Kağıt üzerinde Odunpazarı ilçe örgütünün 46 olan delege üstünlüğü, iki aday (Sinan Özkar ve Erdal Çakıcıer'in de aday olmasıyla) çıkarmasıyla zaten başlamadan bitmiş olacak…

***

Yukarıda ortaya koyduğumuz denklem, denge ya da adı her neyse, şu ya da bu şekilde gerçekleştiğinde ne olacak?

Söylendiği gibi,

Odunpazarı ekibi kazanırsa ne olacak ya da ne olmayacak,

Tepebaşı ekibi kazanırsa ne olacak ya da olmayacak?

CHP ne kazanacak ne kaybedecek?

***

Bu soruların yanıtını tam ve kesin olarak kimsenin bilmediğine eminim…

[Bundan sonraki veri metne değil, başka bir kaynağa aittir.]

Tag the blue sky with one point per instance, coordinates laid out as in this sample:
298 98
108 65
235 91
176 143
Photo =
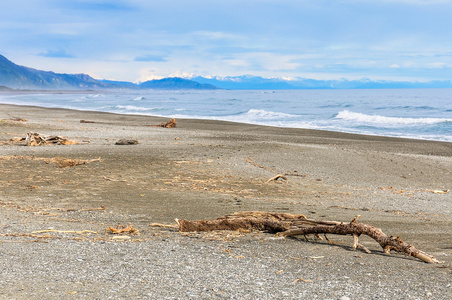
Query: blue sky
144 39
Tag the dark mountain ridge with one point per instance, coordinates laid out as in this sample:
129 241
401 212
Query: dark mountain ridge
20 77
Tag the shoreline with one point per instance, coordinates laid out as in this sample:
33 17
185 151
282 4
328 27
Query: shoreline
305 130
205 169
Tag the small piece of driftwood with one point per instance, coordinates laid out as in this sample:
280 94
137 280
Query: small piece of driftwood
36 139
126 142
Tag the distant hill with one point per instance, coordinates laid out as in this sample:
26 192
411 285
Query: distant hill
20 77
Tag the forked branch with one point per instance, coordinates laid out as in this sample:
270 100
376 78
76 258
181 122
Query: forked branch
286 225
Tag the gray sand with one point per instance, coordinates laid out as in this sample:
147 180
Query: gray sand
206 169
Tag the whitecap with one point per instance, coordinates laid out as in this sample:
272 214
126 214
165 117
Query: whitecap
383 120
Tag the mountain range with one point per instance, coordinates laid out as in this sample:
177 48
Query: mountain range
19 77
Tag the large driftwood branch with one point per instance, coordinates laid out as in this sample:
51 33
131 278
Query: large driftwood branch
286 225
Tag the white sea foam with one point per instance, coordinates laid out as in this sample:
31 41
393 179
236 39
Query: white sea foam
260 114
133 108
382 120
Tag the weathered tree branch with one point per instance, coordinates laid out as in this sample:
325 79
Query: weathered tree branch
286 225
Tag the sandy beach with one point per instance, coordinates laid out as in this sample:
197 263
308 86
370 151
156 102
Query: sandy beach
53 216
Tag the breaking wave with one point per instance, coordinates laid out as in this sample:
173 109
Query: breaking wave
383 120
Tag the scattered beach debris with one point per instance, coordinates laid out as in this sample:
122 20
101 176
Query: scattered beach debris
169 124
126 142
438 191
275 178
287 225
120 229
65 231
62 162
36 139
115 180
303 280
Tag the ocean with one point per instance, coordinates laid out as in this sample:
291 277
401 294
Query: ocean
409 113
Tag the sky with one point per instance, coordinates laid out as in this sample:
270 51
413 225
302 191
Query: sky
139 40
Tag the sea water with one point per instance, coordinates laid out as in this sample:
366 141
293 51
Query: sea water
410 113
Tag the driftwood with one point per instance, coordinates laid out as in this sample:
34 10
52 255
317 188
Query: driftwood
286 225
126 142
36 139
120 229
169 124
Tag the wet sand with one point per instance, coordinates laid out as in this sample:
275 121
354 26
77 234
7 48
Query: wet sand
205 169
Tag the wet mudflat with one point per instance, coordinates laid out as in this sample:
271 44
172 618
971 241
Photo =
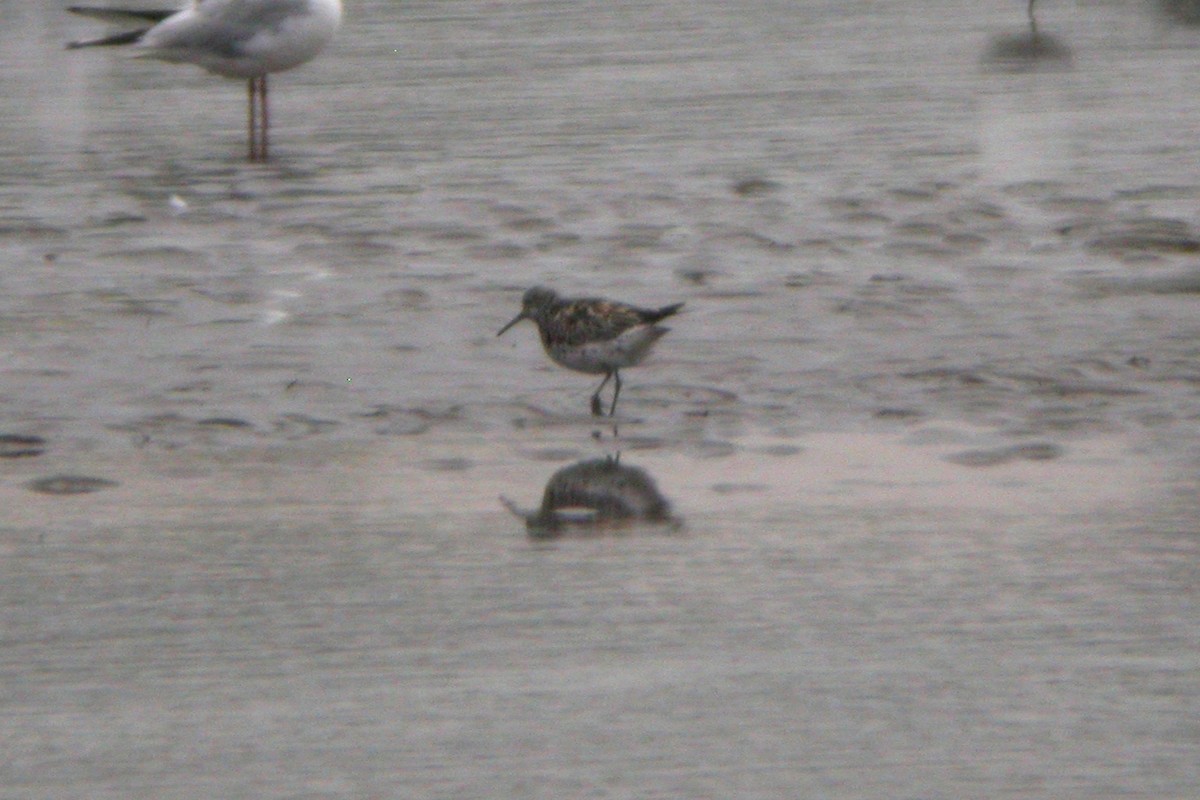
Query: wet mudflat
927 426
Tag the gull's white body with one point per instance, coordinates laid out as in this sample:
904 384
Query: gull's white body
244 38
235 38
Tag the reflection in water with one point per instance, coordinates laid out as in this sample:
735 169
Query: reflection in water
595 494
1027 50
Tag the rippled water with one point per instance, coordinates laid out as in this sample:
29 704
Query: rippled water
927 426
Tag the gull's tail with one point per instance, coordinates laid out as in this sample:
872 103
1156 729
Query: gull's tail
119 16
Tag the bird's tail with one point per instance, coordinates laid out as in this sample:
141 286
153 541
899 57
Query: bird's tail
127 37
124 14
119 16
666 311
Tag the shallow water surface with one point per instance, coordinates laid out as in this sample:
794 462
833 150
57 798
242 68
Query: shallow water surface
927 426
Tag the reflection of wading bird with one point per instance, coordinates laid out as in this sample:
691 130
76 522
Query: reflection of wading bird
235 38
1027 50
593 335
594 494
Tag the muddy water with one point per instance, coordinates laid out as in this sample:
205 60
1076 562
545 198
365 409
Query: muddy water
927 427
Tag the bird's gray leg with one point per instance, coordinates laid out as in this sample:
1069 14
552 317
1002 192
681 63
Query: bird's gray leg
251 118
259 121
595 398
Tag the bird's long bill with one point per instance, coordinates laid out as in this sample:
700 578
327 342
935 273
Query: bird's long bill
514 322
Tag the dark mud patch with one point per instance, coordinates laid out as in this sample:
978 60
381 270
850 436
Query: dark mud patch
65 485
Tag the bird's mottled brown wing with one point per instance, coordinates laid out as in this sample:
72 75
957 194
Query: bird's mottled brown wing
580 322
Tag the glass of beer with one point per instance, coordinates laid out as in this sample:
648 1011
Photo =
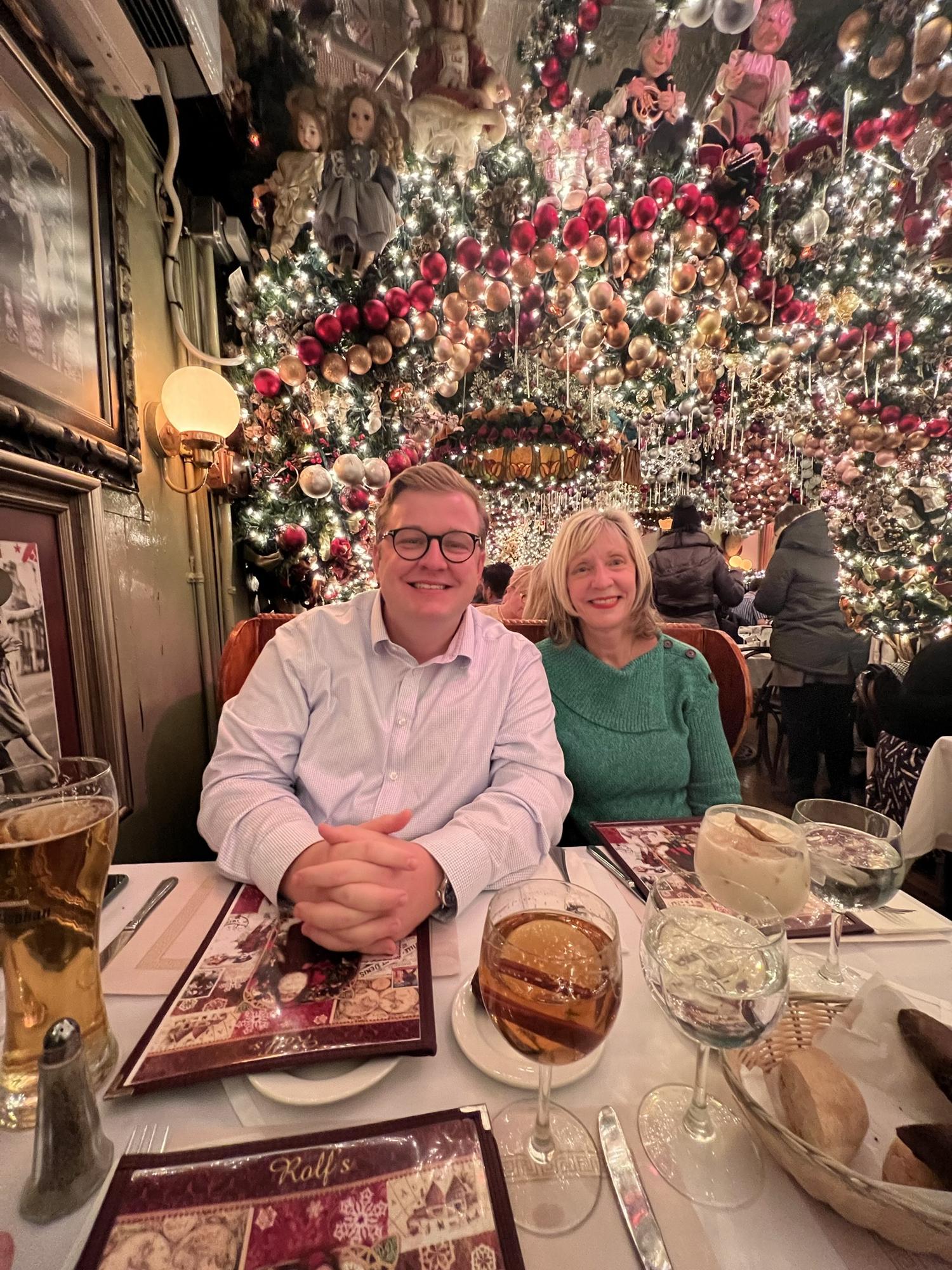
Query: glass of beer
552 982
59 822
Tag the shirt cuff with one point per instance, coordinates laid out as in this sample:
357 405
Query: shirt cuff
271 863
464 859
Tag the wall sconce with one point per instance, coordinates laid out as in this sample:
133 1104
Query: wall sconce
197 412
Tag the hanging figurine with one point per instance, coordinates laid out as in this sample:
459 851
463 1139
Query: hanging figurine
357 208
456 93
647 102
296 180
752 119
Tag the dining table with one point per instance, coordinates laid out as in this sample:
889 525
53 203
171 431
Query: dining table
783 1227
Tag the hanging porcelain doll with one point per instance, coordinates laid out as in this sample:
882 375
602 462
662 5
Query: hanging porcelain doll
357 208
647 102
752 119
296 180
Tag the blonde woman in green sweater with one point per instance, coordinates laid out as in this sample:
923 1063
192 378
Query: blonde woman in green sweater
637 712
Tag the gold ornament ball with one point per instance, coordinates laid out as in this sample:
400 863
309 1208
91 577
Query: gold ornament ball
293 371
334 368
380 350
684 279
567 269
472 286
398 332
497 298
455 307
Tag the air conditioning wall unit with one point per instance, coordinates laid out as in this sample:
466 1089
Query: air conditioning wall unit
114 43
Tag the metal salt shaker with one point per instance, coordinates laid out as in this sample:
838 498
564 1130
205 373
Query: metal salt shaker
72 1155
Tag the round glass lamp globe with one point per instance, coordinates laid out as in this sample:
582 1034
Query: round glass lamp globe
196 399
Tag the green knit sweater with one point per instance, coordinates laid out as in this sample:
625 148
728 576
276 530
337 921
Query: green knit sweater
644 744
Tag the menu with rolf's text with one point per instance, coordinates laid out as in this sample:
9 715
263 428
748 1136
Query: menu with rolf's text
651 850
260 995
420 1194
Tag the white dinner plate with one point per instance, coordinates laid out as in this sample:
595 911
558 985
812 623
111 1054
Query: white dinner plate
323 1083
478 1038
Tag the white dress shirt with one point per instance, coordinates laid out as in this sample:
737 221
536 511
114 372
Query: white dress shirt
338 725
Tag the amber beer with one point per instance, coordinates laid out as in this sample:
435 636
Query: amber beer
55 857
552 982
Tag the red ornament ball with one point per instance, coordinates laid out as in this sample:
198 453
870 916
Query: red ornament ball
433 269
422 297
522 237
310 351
293 539
553 72
590 15
595 213
398 302
267 382
348 317
546 220
469 253
576 233
644 213
329 330
568 46
497 262
398 462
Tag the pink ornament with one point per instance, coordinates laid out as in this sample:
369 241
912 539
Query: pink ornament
590 16
546 220
267 382
422 297
293 539
329 330
619 231
310 351
576 233
398 302
433 269
522 237
595 213
497 262
644 213
662 190
469 253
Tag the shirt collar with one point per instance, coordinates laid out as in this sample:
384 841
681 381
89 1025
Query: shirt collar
463 645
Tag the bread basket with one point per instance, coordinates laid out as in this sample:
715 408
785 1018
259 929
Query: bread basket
906 1217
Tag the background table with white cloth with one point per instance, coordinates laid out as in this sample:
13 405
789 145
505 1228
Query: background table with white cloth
784 1227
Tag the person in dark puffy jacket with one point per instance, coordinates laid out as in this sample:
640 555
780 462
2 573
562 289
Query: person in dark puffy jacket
817 656
690 572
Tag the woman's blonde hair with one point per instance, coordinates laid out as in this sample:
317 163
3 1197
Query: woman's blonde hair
574 539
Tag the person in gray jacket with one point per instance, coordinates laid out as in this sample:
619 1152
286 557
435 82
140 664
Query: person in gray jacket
690 572
818 657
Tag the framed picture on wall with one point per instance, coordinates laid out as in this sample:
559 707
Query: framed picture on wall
59 667
67 378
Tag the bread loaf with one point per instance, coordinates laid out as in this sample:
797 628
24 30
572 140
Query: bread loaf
903 1168
823 1106
932 1045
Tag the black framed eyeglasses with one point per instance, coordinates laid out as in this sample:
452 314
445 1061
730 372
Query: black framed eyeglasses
456 545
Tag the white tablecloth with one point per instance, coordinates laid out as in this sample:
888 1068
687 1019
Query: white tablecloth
930 821
783 1229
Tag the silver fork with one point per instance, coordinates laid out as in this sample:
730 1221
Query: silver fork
143 1141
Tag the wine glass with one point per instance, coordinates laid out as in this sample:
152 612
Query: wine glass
552 982
722 977
856 862
59 824
755 849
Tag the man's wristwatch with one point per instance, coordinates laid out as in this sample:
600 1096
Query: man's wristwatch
446 901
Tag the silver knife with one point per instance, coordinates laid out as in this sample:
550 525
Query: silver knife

Yalnızca parti içi demokrasinin ve rekabetin normal koşullar içinde zuhur etmesinin ardından ortaya çıkacak yönetim ve yönetim biçimi neyi değiştirecek?

CHP'nin hedeflerini mi, ilkelerini mi, hem ülke için, hem kendisi için hem de Eskişehir için, olmayacak neyi-neleri hayata geçirecek?

Böyle bir şey olmadığını-olmayacağını herkes biliyor…

***

Tek bir şey olacak…

Gerek parti içinde, gerek parti dışında bir takım kişilerin egoları ya tatmin olacak ya da yerle bir olacak…

Birileri kazanırsa,

Kin ve intikam duygularının gözlerini kör ettiği bazıları, kongre akşamı bir yerlerde kutlama yapıp, ellerini ovuşturup, 'nasıl yendik' muhabbeti yapacak…

Ertesi gün,

Her şey normale dönecek…

Kazananlar çalışmaya başlayacak ve bir süre sonra sırtlarındaki giderek ağırlaşan yükten şikayet etmeye başlarken, kaybedenler;

Bir daha ki, delege seçimleri, ilçe kongreleri ve il kongresine kadar ortadan kaybolup, sonra partinin tek sahibi onlarmış ve parti için onlardan başka kimse doğruyu bilmez, kimse çalışmazmış gibi ortaya çıkacaklar…

***

Alaaddin'in sihirli lambasından çıkar gibi…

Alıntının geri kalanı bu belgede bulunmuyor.